By John R. Greenwood
Path is a word I’ve become drawn to. When I hear the word, “path”, the first thing that comes to mind is the hard packed dirt path that ran across the front yards of a dozen homes in the small village of Greenfield Center where I grew up. That path delivered you to the creaky screen door of the Greenfield General Store. That simple path was my first journey away from something, to something. I use the word path frequently because I’m happier when I find myself on a path to somewhere. That eighth-mile stretch of two foot wide dirt led me to my childhood friends and their stories. It was my first view of the world outside my own yard.
All paths bring us somewhere. Most paths have lessons to share. It’s where I learned that a foot-race with your childhood friend could lead to a line of stitches above your eye thanks to the tail-fin of a 1961 Cadillac. If I’d been a inch taller or six months older I would probably be blind in one eye. I was leading the race up to that point. That “path” lesson taught me to keep my head up and don’t look back. It gave me a deeper appreciation for classic cars and taught me that regardless of how beautiful someone or something may be, that we all have flaws of design. It’s up to us to live with them or around them. Paths teach us a lot.
Jump ahead from 1961 to the evening of January 9, 2015 and I found myself on yet another path. This one brought me to the Northshire Bookstore in Saratoga and a 7pm book signing. Actor/Author Richard Caine Cerasani was there to talk about his book, “Love Letters From Mount Rushmore.” I read the brief description on the Northshire website and felt a pull to attend. Seldom do I arm-wrestle with that pull. It would turn out to be a good decision and yet another learning path.
Richard’s book was fueled by his discovery of a trunk in the attic of his mother’s home a year after her passing. The attic was difficult to access which added to the intrigue and treasure hunt feel to his find.

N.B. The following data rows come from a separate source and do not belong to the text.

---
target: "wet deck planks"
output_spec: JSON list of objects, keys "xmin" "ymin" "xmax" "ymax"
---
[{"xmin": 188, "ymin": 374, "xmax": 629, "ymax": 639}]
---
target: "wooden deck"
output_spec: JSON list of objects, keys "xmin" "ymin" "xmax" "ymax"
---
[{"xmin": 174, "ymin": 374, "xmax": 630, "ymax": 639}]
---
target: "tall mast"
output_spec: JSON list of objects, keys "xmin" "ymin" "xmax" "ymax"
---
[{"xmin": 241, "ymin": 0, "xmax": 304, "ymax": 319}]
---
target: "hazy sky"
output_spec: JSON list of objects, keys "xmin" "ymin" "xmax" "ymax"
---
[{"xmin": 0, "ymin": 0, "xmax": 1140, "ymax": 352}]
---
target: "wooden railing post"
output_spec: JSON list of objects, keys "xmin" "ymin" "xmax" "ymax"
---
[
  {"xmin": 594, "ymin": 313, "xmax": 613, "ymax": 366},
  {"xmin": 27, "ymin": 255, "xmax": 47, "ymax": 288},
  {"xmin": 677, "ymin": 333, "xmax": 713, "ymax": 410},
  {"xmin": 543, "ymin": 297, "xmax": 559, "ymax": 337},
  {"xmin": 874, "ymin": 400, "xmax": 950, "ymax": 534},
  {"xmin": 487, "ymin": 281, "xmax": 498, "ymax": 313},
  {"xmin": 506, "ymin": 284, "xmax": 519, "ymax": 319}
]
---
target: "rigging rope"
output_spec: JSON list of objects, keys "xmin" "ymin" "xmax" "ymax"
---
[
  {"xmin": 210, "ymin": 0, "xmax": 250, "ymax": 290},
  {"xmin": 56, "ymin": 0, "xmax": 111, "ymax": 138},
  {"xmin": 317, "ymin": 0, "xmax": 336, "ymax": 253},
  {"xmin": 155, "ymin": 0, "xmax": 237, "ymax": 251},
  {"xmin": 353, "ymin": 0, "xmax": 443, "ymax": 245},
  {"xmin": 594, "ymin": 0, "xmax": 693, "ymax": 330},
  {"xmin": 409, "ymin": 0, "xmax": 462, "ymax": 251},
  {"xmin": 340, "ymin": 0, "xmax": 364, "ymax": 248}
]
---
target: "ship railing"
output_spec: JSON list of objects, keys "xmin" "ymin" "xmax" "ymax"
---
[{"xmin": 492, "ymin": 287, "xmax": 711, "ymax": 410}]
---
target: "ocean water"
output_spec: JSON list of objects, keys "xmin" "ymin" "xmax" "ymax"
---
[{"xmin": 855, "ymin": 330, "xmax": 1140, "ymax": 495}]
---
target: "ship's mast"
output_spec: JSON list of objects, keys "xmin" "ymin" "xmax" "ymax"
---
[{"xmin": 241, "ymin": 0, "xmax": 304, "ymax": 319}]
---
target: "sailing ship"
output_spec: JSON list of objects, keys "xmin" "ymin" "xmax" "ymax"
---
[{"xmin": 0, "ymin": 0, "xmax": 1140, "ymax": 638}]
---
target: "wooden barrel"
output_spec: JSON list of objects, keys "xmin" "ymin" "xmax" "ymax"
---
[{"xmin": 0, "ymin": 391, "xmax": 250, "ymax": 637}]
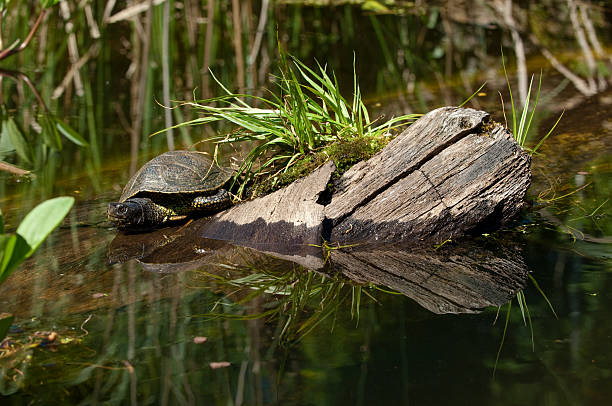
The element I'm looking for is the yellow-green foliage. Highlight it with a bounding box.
[248,136,390,198]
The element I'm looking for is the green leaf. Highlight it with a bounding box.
[54,118,89,147]
[2,117,32,164]
[0,313,15,341]
[0,234,17,283]
[0,234,30,283]
[17,196,74,258]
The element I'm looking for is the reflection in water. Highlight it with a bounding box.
[0,0,612,405]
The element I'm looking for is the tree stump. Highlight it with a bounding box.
[325,107,531,243]
[197,107,531,252]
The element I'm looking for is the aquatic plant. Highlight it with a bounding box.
[156,49,420,197]
[0,196,74,283]
[501,49,564,154]
[493,274,559,377]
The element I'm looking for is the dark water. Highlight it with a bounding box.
[0,2,612,405]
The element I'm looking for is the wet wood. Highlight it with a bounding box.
[191,107,531,249]
[201,162,335,269]
[325,107,531,243]
[331,244,527,314]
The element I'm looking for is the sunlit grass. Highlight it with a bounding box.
[157,49,420,197]
[501,49,565,154]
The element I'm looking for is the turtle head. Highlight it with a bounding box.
[106,198,152,228]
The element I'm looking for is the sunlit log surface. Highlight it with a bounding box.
[197,107,531,246]
[200,162,335,269]
[325,107,531,243]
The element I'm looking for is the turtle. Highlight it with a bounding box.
[106,151,234,229]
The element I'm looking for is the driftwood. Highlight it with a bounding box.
[201,162,335,269]
[331,244,527,314]
[202,107,531,247]
[325,107,530,243]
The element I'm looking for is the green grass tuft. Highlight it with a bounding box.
[500,48,565,155]
[155,46,420,198]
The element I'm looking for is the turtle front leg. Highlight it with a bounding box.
[192,189,231,212]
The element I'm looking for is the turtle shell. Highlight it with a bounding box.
[120,151,233,202]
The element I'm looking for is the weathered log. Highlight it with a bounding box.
[331,244,527,314]
[325,107,531,243]
[201,162,335,269]
[197,107,531,249]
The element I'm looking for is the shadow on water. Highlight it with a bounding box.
[1,213,527,403]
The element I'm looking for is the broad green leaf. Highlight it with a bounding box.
[53,118,89,147]
[17,196,74,258]
[0,313,15,341]
[0,234,30,283]
[40,116,62,151]
[0,234,17,283]
[2,117,32,163]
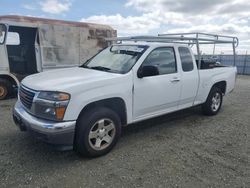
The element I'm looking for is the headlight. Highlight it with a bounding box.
[38,91,70,101]
[34,91,70,121]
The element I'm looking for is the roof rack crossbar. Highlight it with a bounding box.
[106,33,239,68]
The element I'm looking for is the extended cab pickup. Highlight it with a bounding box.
[13,35,237,157]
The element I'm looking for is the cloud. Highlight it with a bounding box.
[22,4,37,10]
[81,0,250,52]
[81,14,159,35]
[39,0,72,14]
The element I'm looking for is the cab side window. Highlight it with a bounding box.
[179,47,194,72]
[142,47,177,75]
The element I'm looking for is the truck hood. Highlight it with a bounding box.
[22,67,122,93]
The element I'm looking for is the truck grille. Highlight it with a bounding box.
[19,86,35,110]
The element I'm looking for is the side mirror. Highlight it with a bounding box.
[137,65,159,78]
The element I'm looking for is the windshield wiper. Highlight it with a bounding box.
[89,66,111,71]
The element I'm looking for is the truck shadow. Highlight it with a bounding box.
[1,107,202,164]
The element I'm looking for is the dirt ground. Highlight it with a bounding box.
[0,76,250,188]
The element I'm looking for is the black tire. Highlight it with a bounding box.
[74,107,121,157]
[0,78,12,100]
[202,87,223,116]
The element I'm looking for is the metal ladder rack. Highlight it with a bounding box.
[106,33,239,68]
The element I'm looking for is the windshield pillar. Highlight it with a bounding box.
[0,24,7,45]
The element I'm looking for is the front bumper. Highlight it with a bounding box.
[13,101,76,146]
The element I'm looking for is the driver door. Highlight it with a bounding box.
[0,24,9,72]
[133,47,181,121]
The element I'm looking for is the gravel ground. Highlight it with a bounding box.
[0,76,250,188]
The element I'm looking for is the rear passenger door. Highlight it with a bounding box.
[178,47,199,109]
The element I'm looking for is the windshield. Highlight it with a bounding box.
[81,45,148,74]
[0,24,7,44]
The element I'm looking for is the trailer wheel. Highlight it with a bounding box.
[0,78,12,100]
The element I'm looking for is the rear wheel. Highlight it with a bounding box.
[0,78,12,100]
[202,87,223,116]
[75,108,121,157]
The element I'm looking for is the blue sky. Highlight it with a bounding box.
[0,0,250,53]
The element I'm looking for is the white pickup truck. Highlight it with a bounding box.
[13,33,237,157]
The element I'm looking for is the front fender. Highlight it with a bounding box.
[64,82,133,123]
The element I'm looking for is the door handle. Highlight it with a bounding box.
[170,77,181,83]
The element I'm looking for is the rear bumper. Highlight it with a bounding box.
[13,101,76,147]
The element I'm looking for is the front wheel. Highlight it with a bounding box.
[74,107,121,157]
[202,87,223,116]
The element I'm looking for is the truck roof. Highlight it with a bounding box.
[0,15,113,30]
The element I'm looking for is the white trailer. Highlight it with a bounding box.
[0,16,116,100]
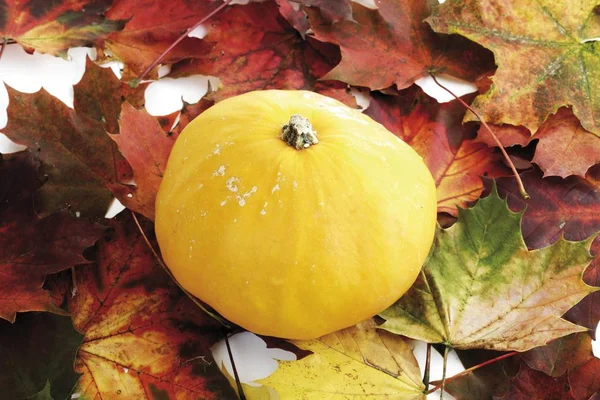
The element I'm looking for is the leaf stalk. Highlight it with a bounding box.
[429,73,531,200]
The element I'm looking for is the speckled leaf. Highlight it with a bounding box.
[0,313,83,400]
[0,153,105,322]
[494,363,576,400]
[431,350,521,400]
[171,2,356,107]
[73,58,148,133]
[381,184,599,351]
[3,88,132,217]
[306,0,493,89]
[365,90,509,216]
[100,0,221,80]
[521,332,600,377]
[532,108,600,178]
[110,103,177,220]
[69,217,236,400]
[255,320,425,400]
[496,166,600,340]
[427,0,600,135]
[476,107,600,178]
[0,0,125,55]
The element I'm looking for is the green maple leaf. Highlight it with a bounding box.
[427,0,600,135]
[381,187,600,351]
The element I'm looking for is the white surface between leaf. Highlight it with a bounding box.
[0,43,600,399]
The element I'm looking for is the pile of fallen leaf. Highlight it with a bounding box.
[0,0,600,400]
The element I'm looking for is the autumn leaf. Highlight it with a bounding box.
[276,0,352,27]
[477,107,600,178]
[69,218,236,400]
[249,320,425,400]
[73,58,148,133]
[0,0,125,56]
[0,153,105,322]
[0,313,83,399]
[381,184,598,351]
[569,357,600,400]
[431,350,521,400]
[365,93,509,216]
[100,0,220,80]
[306,0,494,90]
[171,2,356,106]
[3,76,131,216]
[496,166,600,336]
[494,364,575,400]
[110,103,177,220]
[427,0,600,135]
[521,332,594,377]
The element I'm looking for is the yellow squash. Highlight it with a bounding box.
[156,90,436,339]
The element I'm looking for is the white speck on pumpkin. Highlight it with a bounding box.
[260,201,269,215]
[225,176,240,193]
[213,165,225,176]
[235,186,258,207]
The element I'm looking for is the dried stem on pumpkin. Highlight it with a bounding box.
[426,351,519,394]
[134,0,232,86]
[130,211,231,329]
[429,74,530,200]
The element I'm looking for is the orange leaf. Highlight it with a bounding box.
[365,94,508,216]
[171,2,355,106]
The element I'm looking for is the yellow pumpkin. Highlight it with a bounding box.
[156,90,436,339]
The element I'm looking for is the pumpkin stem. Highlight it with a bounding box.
[281,114,319,150]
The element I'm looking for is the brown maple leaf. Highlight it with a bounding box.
[0,0,125,55]
[69,217,237,400]
[306,0,494,90]
[171,2,356,107]
[365,93,508,216]
[0,153,105,322]
[110,101,212,220]
[427,0,600,135]
[100,0,220,80]
[476,107,600,178]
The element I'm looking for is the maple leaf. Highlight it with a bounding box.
[275,0,352,28]
[0,313,83,399]
[73,58,148,133]
[0,0,125,56]
[306,0,494,90]
[494,364,575,400]
[431,350,520,400]
[69,217,236,400]
[381,184,600,351]
[365,93,508,216]
[170,2,356,107]
[569,357,600,400]
[3,64,132,216]
[427,0,600,135]
[100,0,220,80]
[110,103,200,220]
[0,153,105,322]
[249,320,425,400]
[496,166,600,336]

Opening the truck revealed a cache of letters, photos and other family artifacts. The items and the story they told led to a decade of research and ultimately an exquisite book about a six month period in 1940 when his father worked as a sculptor on Mount Rushmore. Meeting Richard and hearing him describe the path he took from the discovery of the trunk in 2005, back to to 1940, and finally to the present was captivating and inspiring; two things that go well together.
The second floor of the bookstore was filled to the brim with people who either knew Richard, worked with him on the project, or wanted to know more about the man and his story. Everyone that evening left with a smile and mind full of pictures either taken or described. The lesson to be learned on this night had to do with following your dreams. Perseverance pays dividends in the end. If something continues to speak to you or pull you in a certain direction don’t waver from that path. Keep forging ahead. Richard's parents and their story encapsulated that premise. Richard’s journey trying to bring it to light for others to enjoy only solidified that notion.
I also had the pleasure of meeting Glen Marsh, the photographer whose many photographs grace the book. Glen also helped revive the vintage photographs throughout. Glen and I shared our own stories and the paths taken to get to where we are now. We both agreed that live is better lived in motion, head up, eyes open, mind open.